Radiopharmaceutical quality control ensures that a preparation is safe, chemically correct, and suitable for clinical use before administration. QC testing typically assesses radionuclidic purity, radiochemical purity, chemical purity, pH, sterility, and apyrogenicity.
Radiopharmaceutical quality control verifies radionuclide identity, correct chemical form, and absence of contaminants to ensure safe and accurate imaging.
In routine nuclear medicine practice, the most frequently performed tests are radionuclidic purity (e.g. molybdenum breakthrough), radiochemical purity (e.g. thin-layer chromatography), and checks for aluminium contamination in Tc-99m preparations.

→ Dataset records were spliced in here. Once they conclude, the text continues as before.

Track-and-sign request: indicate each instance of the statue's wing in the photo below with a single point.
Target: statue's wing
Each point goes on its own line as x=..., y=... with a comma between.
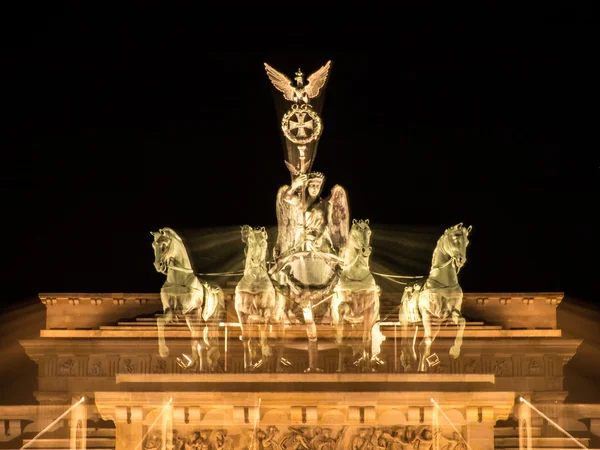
x=286, y=222
x=317, y=80
x=338, y=218
x=281, y=82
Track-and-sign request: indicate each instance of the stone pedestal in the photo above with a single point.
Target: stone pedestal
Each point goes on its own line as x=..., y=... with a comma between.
x=289, y=407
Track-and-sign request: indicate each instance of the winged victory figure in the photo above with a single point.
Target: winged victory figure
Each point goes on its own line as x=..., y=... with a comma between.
x=301, y=92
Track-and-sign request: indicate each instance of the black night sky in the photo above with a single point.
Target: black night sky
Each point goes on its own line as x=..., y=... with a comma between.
x=120, y=122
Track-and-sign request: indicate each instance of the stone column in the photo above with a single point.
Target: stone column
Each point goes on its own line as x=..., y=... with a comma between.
x=480, y=427
x=595, y=432
x=524, y=416
x=128, y=423
x=78, y=435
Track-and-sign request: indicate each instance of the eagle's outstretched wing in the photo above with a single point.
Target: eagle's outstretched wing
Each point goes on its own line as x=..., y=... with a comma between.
x=317, y=80
x=338, y=218
x=281, y=82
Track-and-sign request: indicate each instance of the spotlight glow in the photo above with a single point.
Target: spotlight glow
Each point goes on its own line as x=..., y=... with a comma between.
x=450, y=422
x=550, y=421
x=154, y=423
x=53, y=423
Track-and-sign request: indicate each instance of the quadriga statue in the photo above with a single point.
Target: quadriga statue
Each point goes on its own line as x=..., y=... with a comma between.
x=312, y=233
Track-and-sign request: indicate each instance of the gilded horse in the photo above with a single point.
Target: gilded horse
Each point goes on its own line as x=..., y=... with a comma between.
x=355, y=307
x=184, y=295
x=436, y=299
x=260, y=308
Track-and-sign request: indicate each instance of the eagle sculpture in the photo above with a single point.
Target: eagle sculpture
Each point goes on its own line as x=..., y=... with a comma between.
x=301, y=92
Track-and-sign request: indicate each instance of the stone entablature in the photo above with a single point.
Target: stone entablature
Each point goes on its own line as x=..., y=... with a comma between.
x=241, y=414
x=534, y=310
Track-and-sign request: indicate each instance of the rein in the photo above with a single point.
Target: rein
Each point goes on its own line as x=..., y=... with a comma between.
x=225, y=274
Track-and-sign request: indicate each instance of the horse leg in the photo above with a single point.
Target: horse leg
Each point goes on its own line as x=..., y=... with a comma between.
x=338, y=313
x=192, y=319
x=425, y=345
x=281, y=363
x=161, y=321
x=313, y=345
x=367, y=338
x=407, y=354
x=459, y=320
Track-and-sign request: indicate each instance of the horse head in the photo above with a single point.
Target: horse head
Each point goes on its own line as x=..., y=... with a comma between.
x=165, y=248
x=454, y=243
x=256, y=246
x=360, y=237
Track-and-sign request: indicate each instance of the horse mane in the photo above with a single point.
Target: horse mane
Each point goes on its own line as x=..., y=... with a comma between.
x=169, y=232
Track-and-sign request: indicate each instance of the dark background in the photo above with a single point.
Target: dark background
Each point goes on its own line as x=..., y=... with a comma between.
x=120, y=121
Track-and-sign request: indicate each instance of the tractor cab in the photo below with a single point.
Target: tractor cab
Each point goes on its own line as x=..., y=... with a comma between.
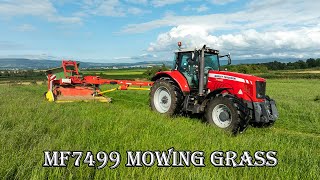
x=190, y=62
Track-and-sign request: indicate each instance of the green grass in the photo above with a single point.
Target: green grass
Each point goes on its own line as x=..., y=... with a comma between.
x=29, y=125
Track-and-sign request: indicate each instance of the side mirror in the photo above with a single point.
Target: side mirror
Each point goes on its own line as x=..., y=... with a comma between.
x=229, y=59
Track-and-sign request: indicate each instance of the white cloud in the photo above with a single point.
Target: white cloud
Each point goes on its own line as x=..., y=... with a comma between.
x=249, y=43
x=263, y=28
x=40, y=8
x=280, y=14
x=113, y=8
x=26, y=28
x=144, y=2
x=201, y=8
x=160, y=3
x=222, y=2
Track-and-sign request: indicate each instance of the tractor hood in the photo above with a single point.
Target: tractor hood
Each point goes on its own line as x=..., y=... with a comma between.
x=228, y=74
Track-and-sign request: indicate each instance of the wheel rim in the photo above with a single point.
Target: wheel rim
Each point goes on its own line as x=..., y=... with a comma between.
x=162, y=99
x=221, y=116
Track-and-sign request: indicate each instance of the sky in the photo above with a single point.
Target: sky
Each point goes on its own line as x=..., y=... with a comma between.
x=147, y=30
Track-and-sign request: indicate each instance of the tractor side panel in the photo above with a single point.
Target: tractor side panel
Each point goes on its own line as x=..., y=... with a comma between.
x=238, y=86
x=177, y=77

Radiopharmaceutical QC ensures correct biodistribution, accurate imaging, and patient safety.
Understanding the physics
Radiopharmaceutical preparation combines radioactive decay physics with chemical labelling processes. Errors at either level can compromise imaging.
Radionuclidic purity confirms that the radioactive isotope present is the intended one. For example, Tc-99m eluate must be tested for molybdenum-99 breakthrough, as Mo-99 contamination increases radiation dose and represents a failure of generator separation.
Radiochemical purity ensures that the radionuclide is in the correct chemical form. For Tc-99m kits, incomplete labelling may leave free pertechnetate or hydrolysed technetium. These species have different biodistribution patterns and may accumulate in unintended tissues. Thin-layer chromatography is commonly used to quantify the fraction of activity in the desired form.
Chemical purity includes testing for non-radioactive contaminants, such as aluminium ions leached from generator columns. Aluminium contamination may interfere with labelling efficiency and alter biodistribution.
Additional quality parameters include pH verification and visual inspection for particulate matter. Sterility and apyrogenicity testing are critical but are often validated at the manufacturing stage for kit preparations.
Because nuclear medicine imaging is highly sensitive to tracer distribution, even small chemical impurities can significantly affect image interpretation.
Where this matters clinically
Poor radiopharmaceutical quality control can lead to:
Unexpected biodistribution
False-positive or false-negative findings
Increased radiation dose
Failed quantitative imaging
Routine QC ensures consistent tracer performance and protects both diagnostic accuracy and patient safety.